Retrato de família. Os Jaras, com as filhas Manuela e Amanda
Andanças e lembranças de Joan, viúva de Víctor Jara, torturado e assassinado cinco dias após o golpe no Chile
Juliana Sayuri
Enquanto caminhava na Calle Huérfanos numa manhã fria de agosto, mal sabia eu que a rua, agora arborizada e colorida, entre grafites vibrantes e pichações envelhecidas, um dia abrigou um fervilhante Café São Paulo, onde se reuniam intelectuais e artistas ao redor de Violeta Parra para um café e um vinho embalados por histórias e canções folclóricas no fim da década de 1950. Foi nesse café, nessa rua trivial no centro, um dos diversos pontos na capital chilena de onde é possível apenas imaginar os contornos da cordilheira sob o céu azul, que a inquieta bailarina inglesa Joan Turner encontrou o músico Víctor Jara pela primeira vez, em fins de outubro de 1960. Já tinham se visto outras vezes, mas não assim, no prelúdio de uma primavera inesquecível. De volta à Calle Huérfanos, como faz dia sim dia não, Joan, passos vagarosos e vacilantes nos atuais 86 anos, relembra a própria história, interrompida como tantas outras pelo golpe de 11 de setembro de 1973.
Não por acaso escolheu esse endereço. Viúva de Víctor Jara, Joan mantém nessa mesma rua uma fundação em memória ao músico brutalmente assassinado nos primeiros dias da ditadura de Augusto Pinochet. Ali nos encontramos, diante de um galpão grafitado com retratos de seu marido, lembrado pelos cachos rebeldes, olhos expressivos e sorriso largo. Nos arredores da Plaza Brasil, a rua assiste atualmente ao vaivém de estudantes e bailarinos da companhia Espiral, fundada na década de 1980 como polo de resistência cultural a Pinochet, e da oficina da Universidad Academia de Humanismo Cristiano. Caminhamos quadra a quadra. A cada passo, um forte, outro manco, uma lembrança para Joan, senhora de olhos azuis, lábios finos e fios orgulhosamente brancos. Às vezes melancólica, mas vívida, lúcida e atilada.

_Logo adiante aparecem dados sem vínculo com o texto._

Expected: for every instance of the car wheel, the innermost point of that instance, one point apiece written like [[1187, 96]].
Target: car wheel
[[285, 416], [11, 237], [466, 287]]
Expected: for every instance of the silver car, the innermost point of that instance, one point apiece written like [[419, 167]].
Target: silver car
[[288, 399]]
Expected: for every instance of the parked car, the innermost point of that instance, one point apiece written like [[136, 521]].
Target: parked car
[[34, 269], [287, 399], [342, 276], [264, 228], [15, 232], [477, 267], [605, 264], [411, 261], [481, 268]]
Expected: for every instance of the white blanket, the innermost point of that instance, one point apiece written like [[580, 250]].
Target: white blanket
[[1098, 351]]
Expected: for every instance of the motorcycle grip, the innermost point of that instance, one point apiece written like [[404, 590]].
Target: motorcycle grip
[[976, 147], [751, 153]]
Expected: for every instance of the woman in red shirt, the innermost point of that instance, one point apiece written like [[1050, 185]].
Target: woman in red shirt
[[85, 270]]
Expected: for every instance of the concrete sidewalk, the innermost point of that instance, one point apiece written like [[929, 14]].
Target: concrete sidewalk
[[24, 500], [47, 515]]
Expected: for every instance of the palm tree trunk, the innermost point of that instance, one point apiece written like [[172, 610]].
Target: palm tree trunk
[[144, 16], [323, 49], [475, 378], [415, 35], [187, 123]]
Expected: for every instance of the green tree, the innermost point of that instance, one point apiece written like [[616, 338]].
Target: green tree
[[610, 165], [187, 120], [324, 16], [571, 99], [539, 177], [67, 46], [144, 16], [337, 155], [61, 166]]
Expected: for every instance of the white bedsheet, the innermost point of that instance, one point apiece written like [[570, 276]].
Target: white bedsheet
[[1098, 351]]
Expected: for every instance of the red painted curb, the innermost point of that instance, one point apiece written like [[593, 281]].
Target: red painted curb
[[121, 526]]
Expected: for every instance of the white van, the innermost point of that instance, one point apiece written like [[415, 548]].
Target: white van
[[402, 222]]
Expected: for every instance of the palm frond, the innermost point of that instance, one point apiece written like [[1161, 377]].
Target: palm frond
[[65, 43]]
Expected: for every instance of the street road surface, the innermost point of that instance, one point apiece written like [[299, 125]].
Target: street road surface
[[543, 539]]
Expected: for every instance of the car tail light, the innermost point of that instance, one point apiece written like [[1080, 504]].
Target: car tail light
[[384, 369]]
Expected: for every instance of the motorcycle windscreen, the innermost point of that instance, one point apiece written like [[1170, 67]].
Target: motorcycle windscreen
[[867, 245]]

Joan Alison Turner Roberts nasceu em Londres, em 1927. Apaixonou-se pela dança aos 5, talvez 6 anos, mas decidiu seu destino num dia de julho de 1944 ao assistir à coreografia A Mesa Verde da companhia alemã Ballet Jooss, pela primeira de muitas vezes. Queria ser bailarina. “Mas nunca gostei do balé clássico. Estraçalhava a sapatilha. Sempre preferi a dança contemporânea. Gosto da arte mais vital, impulsiva e dramática.” Em 1951, uniu-se à companhia, e logo interpretou o papel da guerrilheira de A Mesa Verde que tanto admirava.
No pós-guerra, entre turnês europeias e ensaios em Essen, lembrança de uma Alemanha fragmentada por um muro, Joan se apaixonou pelo bailarino chileno Patricio Bunster. Em outubro de 1953, casaram-se em Londres. Após o fim do Ballet Jooss, decidiram mudar para o Chile. Assim, num dia nublado de julho de 1954, Joan embarcou no S.S. Cuzco no porto de Liverpool, rumo a Santiago. Cruzou o Atlântico para reencontrar Patricio, que voltara meses antes. “Era uma gringa terrível, terrível. Extremamente inglesa. Ainda no navio, arrisquei aprender o castelhano, sem sucesso.” Mas uma vez firmada em território latino-americano, não tardou para dominar o idioma.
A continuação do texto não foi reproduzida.